Cottanello: From the Quarries of the Sabine Mountains to the Columns of Saint Peter's
The 44 pink and red columns surrounding the altars of Saint Peter's Basilica came from here — a quarry on Monte Lacerone, 4 kilometres from Cottanello. Bernini commissioned them for the Jubilee of 1650: the blocks were hauled by oxen down to Stimigliano, then loaded onto barges and floated along the Tiber to Rome. It was an undertaking that lasted thirty years. The village — 500 inhabitants, with a double medieval ring of walls, in the province of Rieti — still preserves the layout of the original castrum.

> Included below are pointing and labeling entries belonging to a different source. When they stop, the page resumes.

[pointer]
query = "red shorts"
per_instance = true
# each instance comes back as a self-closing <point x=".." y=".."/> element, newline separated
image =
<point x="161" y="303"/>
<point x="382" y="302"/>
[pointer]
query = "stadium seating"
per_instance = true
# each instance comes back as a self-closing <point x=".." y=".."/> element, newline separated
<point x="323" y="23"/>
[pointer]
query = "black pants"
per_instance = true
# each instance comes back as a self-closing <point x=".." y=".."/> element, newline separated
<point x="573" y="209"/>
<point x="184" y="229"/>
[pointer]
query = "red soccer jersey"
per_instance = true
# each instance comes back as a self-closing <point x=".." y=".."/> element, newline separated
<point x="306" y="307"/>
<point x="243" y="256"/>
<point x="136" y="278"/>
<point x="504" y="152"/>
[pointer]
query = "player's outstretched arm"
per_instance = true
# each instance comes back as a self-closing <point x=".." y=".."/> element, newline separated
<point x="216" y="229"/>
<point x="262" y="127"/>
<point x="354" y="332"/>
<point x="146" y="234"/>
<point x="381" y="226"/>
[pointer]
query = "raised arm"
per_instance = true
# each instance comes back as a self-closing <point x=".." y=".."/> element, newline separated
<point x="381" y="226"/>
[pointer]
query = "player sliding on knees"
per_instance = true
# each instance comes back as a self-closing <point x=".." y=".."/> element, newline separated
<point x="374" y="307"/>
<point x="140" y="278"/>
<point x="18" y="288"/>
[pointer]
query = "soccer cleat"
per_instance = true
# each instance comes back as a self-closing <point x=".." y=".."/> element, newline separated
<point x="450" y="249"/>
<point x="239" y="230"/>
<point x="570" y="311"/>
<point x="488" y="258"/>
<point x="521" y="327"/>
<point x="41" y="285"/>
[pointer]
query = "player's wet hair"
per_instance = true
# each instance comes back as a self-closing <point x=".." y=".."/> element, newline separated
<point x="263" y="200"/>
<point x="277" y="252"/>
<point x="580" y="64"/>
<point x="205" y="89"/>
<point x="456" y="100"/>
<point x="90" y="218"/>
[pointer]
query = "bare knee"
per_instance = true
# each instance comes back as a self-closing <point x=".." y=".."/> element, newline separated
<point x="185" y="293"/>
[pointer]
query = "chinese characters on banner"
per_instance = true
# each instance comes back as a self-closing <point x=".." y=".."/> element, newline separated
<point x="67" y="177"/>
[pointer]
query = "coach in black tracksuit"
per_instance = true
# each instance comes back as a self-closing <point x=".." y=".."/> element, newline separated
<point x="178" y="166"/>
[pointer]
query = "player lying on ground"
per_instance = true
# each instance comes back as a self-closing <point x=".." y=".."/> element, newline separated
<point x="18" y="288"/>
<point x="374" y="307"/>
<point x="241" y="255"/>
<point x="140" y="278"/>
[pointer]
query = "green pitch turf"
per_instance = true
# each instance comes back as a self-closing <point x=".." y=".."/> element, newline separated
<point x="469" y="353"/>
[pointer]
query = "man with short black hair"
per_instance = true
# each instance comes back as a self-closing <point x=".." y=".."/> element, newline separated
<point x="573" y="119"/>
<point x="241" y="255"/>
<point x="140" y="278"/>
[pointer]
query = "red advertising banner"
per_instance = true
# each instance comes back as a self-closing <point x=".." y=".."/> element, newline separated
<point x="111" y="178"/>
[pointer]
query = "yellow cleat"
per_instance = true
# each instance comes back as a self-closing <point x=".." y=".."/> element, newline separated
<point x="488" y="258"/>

A Roman Villa and an Ancient Name
The place name derives from the Aurelii Cottae, a senatorial family that owned a villa here. The villa’s remains are in the locality of Collesecco; it had around thirty rooms with polychrome mosaics, tesserae of local marble and glass paste depicting flowers and poultry. The villa was already inhabited in the 1st century BC and remained so until late antiquity.
The Hermitage in the Rock
At the edge of the village, on the provincial road climbing from Rieti, the Hermitage of San Cataldo emerges from a granite spur. It appears to be part of the mountain itself. The monks of Farfa used it as a retreat for contemplation. Inside, Byzantine frescoes from the 12th and 13th centuries, among them a Christ Enthroned with the Apostles, hidden beneath plaster until 1944: a German explosion brought it back to light without destroying it. Since 2018, the hermitage and the quarry together form a Natural Monument of the Lazio Region.